Warning: Grumpy Old Chuff. Reading this post may severely damage your mental health.

The OP's div_10 code was buggy at values like 19, 29, 39, ... or at 21, 31, 41, ... depending on whether the correction (INC) was done or not. Here's a fixed version, with remainder calculation (remainder lines marked, strip them if not needed, saves 5 cycles):

```// input: A, output/value: R1, output/remainder: A
// total cycles: 13
PUSH A		//2 Me (for remainder)
INC A		//1 Me
CPI A, 0	//1 Me
BRNE x		//1,2 Me
DEC A		//1 Me
x:			//0 Me
LDI B, 51	//1 RetroDan
MUL A, B	//2 RetroDan
LSR R1		//1 RetroDan
POP A		//2 Me (for remainder)
SUB A, R1	//1 Me (for remainder)
```

Hope this is useful for someone out there.

My approach:

I made a list with values, RetroDan and RetroDan with INC. It looked somehow like this:
8 - 0 0
9 - 0 1
10 - 0 1
11 - 1 1

So one was too low, the other too high around exact matches (i.e. dividable by 10 with no remainder). So I took the one without INC (saves one cycle), INCreased the value before giving it to the RetroDan stuff, so all results were accurate - but "255" which becomes 0.

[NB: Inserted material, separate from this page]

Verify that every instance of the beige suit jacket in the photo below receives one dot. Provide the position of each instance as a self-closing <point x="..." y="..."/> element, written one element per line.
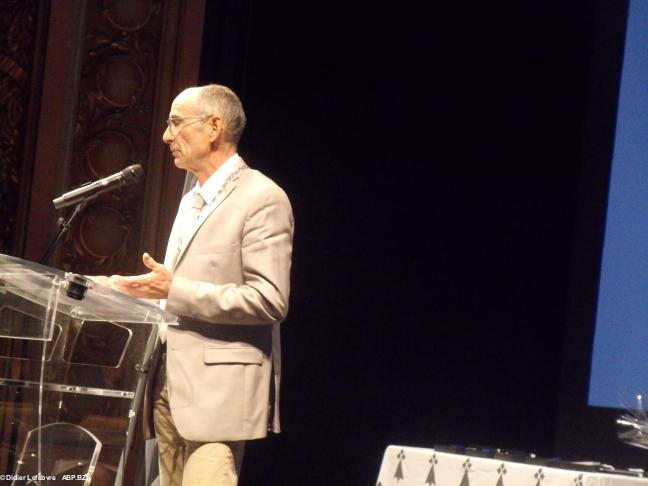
<point x="230" y="289"/>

A quick check for the overflow after increasing (i.e. value=0), decrease it again (make it 255 again, which gives the correct result) and done.

P.S: I know it's an old thread, but I think it's an important one that's read by a lot of people for finding a good divide-by-10 routine.

Markus

But I would ask at first, whats the purpose to do a division by 10?

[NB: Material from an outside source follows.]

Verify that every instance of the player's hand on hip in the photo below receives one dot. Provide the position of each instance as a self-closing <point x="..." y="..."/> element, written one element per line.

Mostly it was the decimal output conversion.
The fastest way to do so, was the subtraction method, since no divison nor multiplication was needed.
A small example for 16 bit ASCII output can be seen on:

https://www.avrfreaks.net/index.p...

Peter

Quote:
The fastest way to do so, was the subtraction method, since no divison nor multiplication was needed.
But repeated subtraction that that routine uses is division. And the multiplies when done with the hardware multiply are very fast.

Regards,
Steve A.

The Board helps those that help themselves.

Sorry for resurrecting such and old thread again but I just found it and feel I have a slightly different approach that may work better in the general case.

I have just finished (almost, still compile time to go!) doing a AC waveform generator. I went to great pains to avoid a single floating point number, and then bent over backwards to avoid any divides so that the needed library functions wouldn't be added in. Probably I will have acres of flash left that the math libraries could easily fit into, but it still feels like doing a better or at least 'artsier' design to use all fixed point arithmetic to do the variable frequency work. I went all out and 32bit index to step through a 512 entry array by right shifting by 23 first, and also did ramp function that further changed the step size by (0-127) then >>7 on the full number to keep maximum fractional accuracy. With 23 bits below the radix point the sine wave will be as step free as the PWM can make it.

But then it came time to display the current, actual frequency based on the ramped step size and I had to divide 32 fixed point integer step size by some insane number like 549756. And I didn't want to use any divides, and I was concerned that doing a multiply by 1/549756 would either overflow or lose too much accuracy. So I calculated the whole thing using only right shifts of the original number. Since this thread was supposed to at least partially tutorial, here is the general, iterative approach I used.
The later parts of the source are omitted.